Starting in the late 1980’s energy landscape ideas suggested that efficient folding required the selection of funneled landscapes. This insight powered the design of structure prediction codes using bioinformatic input and the success of such codes has grown over the decades. A decade ago a great leap in accuracy was achieved when the explosion of sequencing efforts enabled the efficient use of co-evolutionary analysis in machine learning. The physical and evolutionary energy landscapes are correlated. Evolutionary selection however requires not only funneled folding landscapes but also frustrated parts of the landscape that allow functional binding to targets and allosteric motions. This functional frustration shows up in the co-evolutionary analysis and improves structural predictions over what can be done based on a single sequence. 
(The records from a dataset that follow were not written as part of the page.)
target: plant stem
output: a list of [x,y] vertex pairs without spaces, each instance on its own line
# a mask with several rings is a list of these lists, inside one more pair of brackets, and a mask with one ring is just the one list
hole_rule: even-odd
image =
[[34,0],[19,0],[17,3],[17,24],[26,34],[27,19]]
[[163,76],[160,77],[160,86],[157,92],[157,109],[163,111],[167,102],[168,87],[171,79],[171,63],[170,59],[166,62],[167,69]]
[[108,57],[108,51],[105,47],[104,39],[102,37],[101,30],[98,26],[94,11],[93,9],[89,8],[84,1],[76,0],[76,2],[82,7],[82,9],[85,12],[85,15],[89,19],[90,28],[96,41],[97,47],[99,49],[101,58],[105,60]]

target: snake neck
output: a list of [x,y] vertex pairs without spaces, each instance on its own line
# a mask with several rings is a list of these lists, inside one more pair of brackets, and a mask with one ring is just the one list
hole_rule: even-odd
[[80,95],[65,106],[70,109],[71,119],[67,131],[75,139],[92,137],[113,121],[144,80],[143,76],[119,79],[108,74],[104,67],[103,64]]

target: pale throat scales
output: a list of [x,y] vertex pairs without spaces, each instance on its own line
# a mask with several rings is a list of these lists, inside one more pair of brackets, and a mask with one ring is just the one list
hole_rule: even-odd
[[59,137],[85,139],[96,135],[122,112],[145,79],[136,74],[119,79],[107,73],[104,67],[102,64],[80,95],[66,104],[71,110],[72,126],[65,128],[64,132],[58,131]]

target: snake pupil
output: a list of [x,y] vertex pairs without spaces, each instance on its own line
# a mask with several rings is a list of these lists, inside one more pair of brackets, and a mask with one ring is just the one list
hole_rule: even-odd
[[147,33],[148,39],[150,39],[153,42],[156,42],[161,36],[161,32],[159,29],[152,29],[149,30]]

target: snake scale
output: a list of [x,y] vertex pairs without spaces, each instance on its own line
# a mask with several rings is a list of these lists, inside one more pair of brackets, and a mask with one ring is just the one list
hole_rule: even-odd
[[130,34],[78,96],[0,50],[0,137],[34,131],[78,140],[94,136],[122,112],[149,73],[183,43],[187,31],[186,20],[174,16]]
I will discuss how the analysis of frustration gives insights both into the evolution and the de-evolution of proteins and the exon-intron problem. Frustration analysis can also empower machine learning tools such as Alphafold to not just predict static structures but also to uncover functional pathways of protein motion. Energy landscape ideas also provide new tools for drug design.

 

Bio: Peter Wolynes is the D.R. Bullard-Welch Foundation Professor of Science, with appointments in the departments of Chemistry, Physics and Astronomy, BioSciences and Materials Science and Engineering at Rice University.  He graduated with an A.B. from Indiana University in 1971 and received a Ph.D. in Chemical Physics from Harvard University in 1976. He spent most of the year as a postdoctoral fellow with John Deutch at the Massachusetts Institute of Technology. He then spent from Fall 1976 to 1979 as an Assistant Professor in the Chemistry department at Harvard. In 1980 he moved to the University of Illinois, eventually becoming the Center for Advanced Study Professor of Chemistry, Physics and Biophysics. In 2000 he moved to the Department of Chemistry and Biochemistry at the University of California, San Diego. In 2011 he was named D.R. Bullard-Welch Foundation Professor of Science, with appointments in the departments of Chemistry, Physics, Biosciences and Materials Science and Engineering at Rice University in Houston, Texas.
 
Professor Wolynes has been a visiting scholar for extended periods at the Max Planck Institute for Biophysical Chemistry, the Institute for Theoretical Physics (UCSB), the Institute for Molecular Science (Okazaki, Japan) and the Ecole Normale Superieure (Paris, France). He was a Fogarty Scholar-in-Residence at the National Institute of Health, Hinshelwood Lecturer at Oxford, and the Linnett Visiting Professor at Cambridge.
 
Wolynes’s work across the spectrum of theoretical chemistry and biochemistry has been recognized by the 1986 ACS Award in Pure Chemistry, the 2000 Peter Debye Award for Physical Chemistry of the ACS, the Fresenius Award, the Joseph Hirschfelder Prize and the ACS Award in Theoretical Chemistry 2012. For his work on the energy landscape theory of protein folding he received the 2004 Biological Physics Prize from the American Physical Society (now called the Max Delbrück Prize) and the 2008 Founders Award of the Biophysical Society. He received an honorary Doctor of Science from Indiana University in 1988 and an honorary doctorate from Stockholm University in 2010.  He was elected to both the National Academy of Sciences and the American Academy of Arts and Sciences in 1991. He is a fellow of the American Association for the Advancement of Science, the American Physical Society and the Biophysical Society. Wolynes has been elected to the American Philosophical Society, the German Academy of Sciences "Leopoldina," and as a Foreign Member to the Royal Society of London and the Indian National Science Academy. He was named an Einstein Chair Professor of the Chinese Academy of Sciences in 2010.